Actors are notoriously particular about their costumes, but Mr. Barnes listened to their suggestions. At the request of Christian Borle, who plays Emmett, Elle’s law-school love interest, Mr. Barnes procured a T-shirt bearing the words “New Mission High,” a school in the “Roxbury slums” where Emmett grew up. For Paulette, the downtrodden hairdresser, Mr. Barnes’s team snapped a photo of her beloved bulldog, Rufus, and embroidered the image on a shirt. “We tried as hard as we could to make a detailed backstory for everything in the show,” Mr. Barnes said.

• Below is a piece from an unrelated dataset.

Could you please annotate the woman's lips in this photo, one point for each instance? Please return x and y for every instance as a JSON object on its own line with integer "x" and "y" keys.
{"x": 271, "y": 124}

In “Legally Blonde,” clothing is crucial in illustrating Elle’s struggle to adapt her party-girl persona to her professional ambitions. “Elle needed to start pink, then lose her signature color as she loses a part of who she was, and then regain it as she marches back to the trial,” the director and choreographer of “Legally Blonde,” Jerry Mitchell, said. “The old saying ‘don’t judge a book by is cover’ is a theme. That was what we wanted to do — to be able to judge instantly, before the characters spoke. That way, as the characters grew, so could their appearance.”
In part because of the show’s thematic reliance on labels, the show inked an unusually high number of promotional tie-ins. Tiffany & Co. designed a locket for Elle and her pet Chihuahua, Bruiser. The hair product company Matrix stocked Paulette’s beauty salon. While many of the purses in the show are replicas, the cast also makes use — through a promotion — of four Lana Marks handbags, each of which retails for between $12,000 and $18,000. “The thing I love about placing a product like that, especially a luxury item that we couldn’t have afforded without that tie-in, is that the audience knows,” Mr. Barnes said. “It brings a whole history to the character, just by what they carry.”
The show also includes several “very flashy ” moments, Mr. Barnes said, such as Elle’s lightning-quick, onstage costume change in the first act. And dressing Chico and Chloe, the two canine stars of “Legally Blonde,” presented quite a challenge. Bruiser’s winter jacket, for example, had to be taken apart and stripped of the fiber filling to keep the dog cool and comfortable onstage, Mr. Barnes said. Ultimately, he found it easier to match Ms. Bundy’s clothes to Chico, instead of the other way around. Moreover, many of the human costumes had to be built with plastic-lined pockets for doggy treats, to prevent the greasy snacks from staining the clothes.
Mr. Barnes is no stranger to Tony Awards. Three years before his award for “The Drowsy Chaperone,” he was nominated for the costumes in “Flower Drum Song.” This Sunday evening when the Tony Awards are presented, he may well add another win to that impressive roster.